Sunday, May 19, 2024


Moving from the sprawling metropolis of Coulterville with its Dairy Queen and IGA (population 1000) to the tiny backwater of Cutler with its combination post office-general store (population 400) felt like the end of the world. But, it turned out that Cutler was really good for me. 

Cutler didn't have one of these. 

Cutler wasn't large enough to have its own school. The kids from Cutler as well as those from half a dozen other small towns (most even smaller than Cutler) were all bussed to a centralized school called Tri-Co. Tri-Co changed my relationship with school. 

My transcript from Coulterville was beyond terrible. Tri-Co placed me initially into a special education class. Fortunately for me, Tri-Co seemed well versed in transitioning students from other schools. I was moved out of the special education class after the first hour. I don't really know the different levels that existed to move me through, but I was moved again at the end of the first day. By the end of the week I went from being a drop out in Coulterville to attending advanced classes in Cutler. 

This was an incredible boost to my ego. I had NEVER thought of myself as even an average student let alone advanced in anything. I started trying harder, and I did well. I missed my friends in Coulterville, and mom and dad (aka step-dad Fred) would take me there on Tuesday nights so that they could go to the Coulterville VFW and play BINGO. 

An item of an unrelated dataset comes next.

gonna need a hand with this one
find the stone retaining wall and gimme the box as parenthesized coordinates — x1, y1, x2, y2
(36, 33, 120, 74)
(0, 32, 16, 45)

I visited my friend Peyton every Tuesday night during that school year. But, I also made friends at Tri-Co. So many of these kids were just as far outside their element as I was, and I brought knowledge of D&D with me. I made new friends. I was invited to parties and overnight D&D games at people's houses. I was a different person living a different life. 

But, mom hated Cutler. Fred went to work. My sisters and I went to school. She was alone in the tiny town of Cutler with nothing to do, no friends, and a toddler to take care of. By the end of the school year, Fred found mom a different house and we moved back to Coulterville. I threw another fit. I'm sure that mom must have thought at this point that there was absolutely no pleasing me. 

My return to Coulterville was something of a mixed bag. My friends were now out of high school and moved on to college. I was alone and headed into my junior year at the age of 19. At first, it seemed like school was going to be the same terrible experience that it had been in the past, but this time, I was present. I applied myself, and teachers who had previously written me off slowly began to treat me differently.

One teacher in particular did a complete 180 where I was concerned. He changed from a despised teacher to my favorite teacher. He even sent one of my essays into a contest for which I won "Student Historian of the Year" and was presented with an award from the governor. School was turning out to be a good thing. Then I took the PSAT exams. 

I did really well on the PSATs. I got the highest score in my class. I also got called into the Principal's office for a consultation. It turns out that I was not eligible for any academic scholarships because I would be in high school for more than 4 years. My grades didn't matter at this point. The Principal's advice was that I drop out and take the GED. With that, I could reach out to Vocational Rehab and get into college with assistance because of my disability.

That's what I did. But this wouldn't last. One evening my mom called my sister who had moved to Tulsa. "You need to come get your brother." She pleaded. "Fred is going to kill him."